An athletic stance is necessary in any sport, but bending your knees in a basketball game can carry over to the tennis court. In basketball, stance is particularly important when playing defense. A strong defensive stance allows the player to move in any direction the offense goes and have quick hands to block shots or passes. We see a similar stance on the tennis court with the volley split-step. To play well at the net, a player must be able to move wherever their opponent hits the ball as well as bend their knees to get low balls. Perfecting your defensive stance in a basketball game can remind you to get low the next time you play at the net.

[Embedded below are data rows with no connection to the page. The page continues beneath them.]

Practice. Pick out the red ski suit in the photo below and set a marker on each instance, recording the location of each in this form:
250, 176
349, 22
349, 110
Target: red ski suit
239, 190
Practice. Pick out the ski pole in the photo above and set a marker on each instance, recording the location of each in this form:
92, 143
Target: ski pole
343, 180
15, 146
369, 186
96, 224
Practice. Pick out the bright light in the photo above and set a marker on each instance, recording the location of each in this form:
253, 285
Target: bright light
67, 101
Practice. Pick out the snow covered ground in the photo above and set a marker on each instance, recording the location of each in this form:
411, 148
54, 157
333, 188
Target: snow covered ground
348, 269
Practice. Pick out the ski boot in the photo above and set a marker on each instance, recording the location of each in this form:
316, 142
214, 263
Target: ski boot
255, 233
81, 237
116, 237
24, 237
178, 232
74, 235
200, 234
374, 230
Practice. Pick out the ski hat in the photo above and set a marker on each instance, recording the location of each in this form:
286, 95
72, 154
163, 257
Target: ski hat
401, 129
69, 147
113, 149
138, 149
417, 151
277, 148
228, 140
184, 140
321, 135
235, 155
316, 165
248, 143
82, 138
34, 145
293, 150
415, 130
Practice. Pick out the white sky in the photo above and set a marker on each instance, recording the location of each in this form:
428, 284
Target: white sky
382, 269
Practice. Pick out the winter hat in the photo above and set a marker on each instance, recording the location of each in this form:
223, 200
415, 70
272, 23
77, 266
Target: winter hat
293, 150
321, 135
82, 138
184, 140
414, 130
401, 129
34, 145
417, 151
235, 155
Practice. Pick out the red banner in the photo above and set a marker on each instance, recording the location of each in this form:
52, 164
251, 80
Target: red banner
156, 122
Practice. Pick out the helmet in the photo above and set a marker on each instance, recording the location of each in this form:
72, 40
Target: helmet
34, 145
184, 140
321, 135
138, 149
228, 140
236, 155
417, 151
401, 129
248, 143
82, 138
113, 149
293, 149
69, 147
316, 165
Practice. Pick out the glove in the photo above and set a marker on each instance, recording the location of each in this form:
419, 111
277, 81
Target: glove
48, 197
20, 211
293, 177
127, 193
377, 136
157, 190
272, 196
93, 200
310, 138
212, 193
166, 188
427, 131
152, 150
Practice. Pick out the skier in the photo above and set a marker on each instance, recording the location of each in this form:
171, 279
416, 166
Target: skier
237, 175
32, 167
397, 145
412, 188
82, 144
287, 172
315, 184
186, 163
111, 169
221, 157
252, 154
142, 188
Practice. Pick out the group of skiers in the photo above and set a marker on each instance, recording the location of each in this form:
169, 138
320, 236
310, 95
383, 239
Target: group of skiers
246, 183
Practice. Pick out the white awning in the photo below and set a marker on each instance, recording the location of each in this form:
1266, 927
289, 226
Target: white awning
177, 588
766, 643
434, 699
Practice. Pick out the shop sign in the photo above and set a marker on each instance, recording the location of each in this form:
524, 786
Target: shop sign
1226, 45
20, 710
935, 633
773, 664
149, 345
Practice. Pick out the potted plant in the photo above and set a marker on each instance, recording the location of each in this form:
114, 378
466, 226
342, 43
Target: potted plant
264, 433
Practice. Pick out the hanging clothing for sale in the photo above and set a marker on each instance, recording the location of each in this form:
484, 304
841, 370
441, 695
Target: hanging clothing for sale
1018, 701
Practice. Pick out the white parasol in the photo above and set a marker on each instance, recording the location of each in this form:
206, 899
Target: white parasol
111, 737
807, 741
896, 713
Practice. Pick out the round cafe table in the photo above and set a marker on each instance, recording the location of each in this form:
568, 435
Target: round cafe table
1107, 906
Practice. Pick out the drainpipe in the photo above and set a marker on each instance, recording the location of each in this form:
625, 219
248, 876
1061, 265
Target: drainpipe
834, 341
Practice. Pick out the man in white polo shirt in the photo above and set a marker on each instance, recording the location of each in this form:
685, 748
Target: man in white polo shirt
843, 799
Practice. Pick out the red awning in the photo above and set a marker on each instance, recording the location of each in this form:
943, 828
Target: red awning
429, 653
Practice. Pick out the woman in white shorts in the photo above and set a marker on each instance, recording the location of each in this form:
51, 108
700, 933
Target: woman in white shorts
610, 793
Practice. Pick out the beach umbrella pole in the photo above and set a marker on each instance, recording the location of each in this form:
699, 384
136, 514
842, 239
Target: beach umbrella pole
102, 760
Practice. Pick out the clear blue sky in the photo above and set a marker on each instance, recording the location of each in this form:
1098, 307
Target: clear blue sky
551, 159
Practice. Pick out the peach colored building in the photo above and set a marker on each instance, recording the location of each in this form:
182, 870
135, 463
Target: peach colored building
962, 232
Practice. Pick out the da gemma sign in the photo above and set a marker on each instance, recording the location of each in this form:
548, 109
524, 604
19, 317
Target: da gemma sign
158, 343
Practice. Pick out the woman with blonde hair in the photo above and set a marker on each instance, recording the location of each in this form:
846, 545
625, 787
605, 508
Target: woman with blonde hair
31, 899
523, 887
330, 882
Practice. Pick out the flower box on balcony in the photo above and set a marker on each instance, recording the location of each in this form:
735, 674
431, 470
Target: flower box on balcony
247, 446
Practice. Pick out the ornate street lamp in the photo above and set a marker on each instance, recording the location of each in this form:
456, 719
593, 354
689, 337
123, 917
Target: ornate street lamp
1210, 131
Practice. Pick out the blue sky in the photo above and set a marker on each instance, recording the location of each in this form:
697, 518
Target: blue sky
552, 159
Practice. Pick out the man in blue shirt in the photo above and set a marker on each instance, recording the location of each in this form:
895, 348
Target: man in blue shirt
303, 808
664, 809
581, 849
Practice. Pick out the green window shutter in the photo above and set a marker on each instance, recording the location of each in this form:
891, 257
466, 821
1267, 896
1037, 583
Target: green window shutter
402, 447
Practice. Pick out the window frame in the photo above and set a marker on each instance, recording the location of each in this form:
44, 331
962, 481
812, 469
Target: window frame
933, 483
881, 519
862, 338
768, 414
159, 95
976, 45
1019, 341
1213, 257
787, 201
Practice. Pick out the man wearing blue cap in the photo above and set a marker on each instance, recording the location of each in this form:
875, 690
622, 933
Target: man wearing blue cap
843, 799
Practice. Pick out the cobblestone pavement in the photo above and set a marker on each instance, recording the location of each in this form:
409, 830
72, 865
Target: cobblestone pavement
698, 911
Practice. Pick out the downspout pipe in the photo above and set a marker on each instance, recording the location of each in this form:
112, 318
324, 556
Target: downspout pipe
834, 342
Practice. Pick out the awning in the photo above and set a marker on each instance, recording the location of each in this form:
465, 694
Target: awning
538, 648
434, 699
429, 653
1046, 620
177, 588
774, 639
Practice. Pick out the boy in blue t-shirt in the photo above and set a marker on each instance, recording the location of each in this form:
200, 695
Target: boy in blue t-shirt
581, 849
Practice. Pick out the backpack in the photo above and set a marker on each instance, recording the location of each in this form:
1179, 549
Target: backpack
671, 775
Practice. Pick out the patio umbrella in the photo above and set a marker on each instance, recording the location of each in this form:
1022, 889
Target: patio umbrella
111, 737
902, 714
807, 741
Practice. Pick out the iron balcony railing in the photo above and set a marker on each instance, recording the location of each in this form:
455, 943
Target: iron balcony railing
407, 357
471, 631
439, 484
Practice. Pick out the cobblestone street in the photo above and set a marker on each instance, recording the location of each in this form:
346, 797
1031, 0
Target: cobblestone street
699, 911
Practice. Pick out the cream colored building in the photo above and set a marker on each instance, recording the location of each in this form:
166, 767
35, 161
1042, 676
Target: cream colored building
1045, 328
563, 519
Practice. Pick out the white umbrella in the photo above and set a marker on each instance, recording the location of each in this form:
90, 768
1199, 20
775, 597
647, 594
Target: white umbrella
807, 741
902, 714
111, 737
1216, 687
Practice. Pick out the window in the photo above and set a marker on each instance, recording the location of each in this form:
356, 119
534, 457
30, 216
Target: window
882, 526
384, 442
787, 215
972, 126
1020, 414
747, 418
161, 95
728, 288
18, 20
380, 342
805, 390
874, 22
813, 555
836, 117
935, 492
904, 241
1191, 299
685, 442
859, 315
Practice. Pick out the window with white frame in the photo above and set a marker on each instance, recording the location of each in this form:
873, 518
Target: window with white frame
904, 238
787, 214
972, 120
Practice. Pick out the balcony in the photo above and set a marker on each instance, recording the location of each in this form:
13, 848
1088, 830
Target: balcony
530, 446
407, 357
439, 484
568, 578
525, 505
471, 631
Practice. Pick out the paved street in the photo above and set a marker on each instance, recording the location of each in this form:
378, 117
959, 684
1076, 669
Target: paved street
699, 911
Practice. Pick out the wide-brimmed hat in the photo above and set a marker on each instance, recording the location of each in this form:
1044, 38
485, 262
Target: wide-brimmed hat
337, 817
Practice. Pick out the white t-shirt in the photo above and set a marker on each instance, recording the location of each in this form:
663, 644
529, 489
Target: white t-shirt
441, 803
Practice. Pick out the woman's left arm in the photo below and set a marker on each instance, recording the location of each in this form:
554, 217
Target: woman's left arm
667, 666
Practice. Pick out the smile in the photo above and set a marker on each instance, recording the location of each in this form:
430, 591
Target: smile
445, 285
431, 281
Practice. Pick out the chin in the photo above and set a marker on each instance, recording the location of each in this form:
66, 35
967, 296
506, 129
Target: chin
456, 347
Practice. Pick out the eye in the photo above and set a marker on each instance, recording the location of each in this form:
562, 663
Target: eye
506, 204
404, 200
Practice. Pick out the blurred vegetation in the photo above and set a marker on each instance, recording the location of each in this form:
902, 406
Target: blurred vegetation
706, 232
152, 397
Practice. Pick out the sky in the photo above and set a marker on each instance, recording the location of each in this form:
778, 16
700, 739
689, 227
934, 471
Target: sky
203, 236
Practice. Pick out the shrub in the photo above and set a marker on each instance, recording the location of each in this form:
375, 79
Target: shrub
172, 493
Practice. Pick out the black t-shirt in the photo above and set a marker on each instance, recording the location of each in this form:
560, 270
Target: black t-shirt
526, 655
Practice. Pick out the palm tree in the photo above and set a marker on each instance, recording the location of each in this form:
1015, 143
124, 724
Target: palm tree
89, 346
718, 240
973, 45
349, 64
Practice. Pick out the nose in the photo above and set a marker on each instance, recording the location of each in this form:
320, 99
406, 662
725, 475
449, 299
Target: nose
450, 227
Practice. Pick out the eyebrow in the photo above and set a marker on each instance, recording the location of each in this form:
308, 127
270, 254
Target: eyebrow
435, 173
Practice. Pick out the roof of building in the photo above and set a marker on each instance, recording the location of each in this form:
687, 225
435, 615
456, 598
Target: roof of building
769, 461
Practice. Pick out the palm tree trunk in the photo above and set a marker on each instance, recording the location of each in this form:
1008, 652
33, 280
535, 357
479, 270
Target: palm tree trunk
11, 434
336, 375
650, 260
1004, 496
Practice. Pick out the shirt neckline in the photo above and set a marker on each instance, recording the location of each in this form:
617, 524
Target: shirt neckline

On the tennis court, players must transition quickly from offense to defense depending on their opponents’ shots. For example, a tennis player can hit an offensive, attacking shot to come into the net, but then be forced to transition to defense if their opponent hits a lob over their head. A defensive shot will typically be hit higher over the net to allow the player to get back into position. On the basketball court, teams also transition from offense to defense quickly and must either be prepared to push the ball up the court before the defense gets set, or run back to get into position before the offense can make a play. Being able to transition well from offense to defense, and vice versa, is a crucial skill in basketball and tennis.
Has your tennis coach ever told you that he wants to hear your shoes squeak on the court? Basketball players have probably heard the same thing from their coaches. Basketball players need to have have quick, short steps and be able to sidestep in order to follow a defender. They also must be able to explode into a sprint at any time. Similarly, tennis players have to be quick on their feet in order to chase down a ball and then be able to sidestep to get back into position. Head to the basketball court for the best footwork drill out there!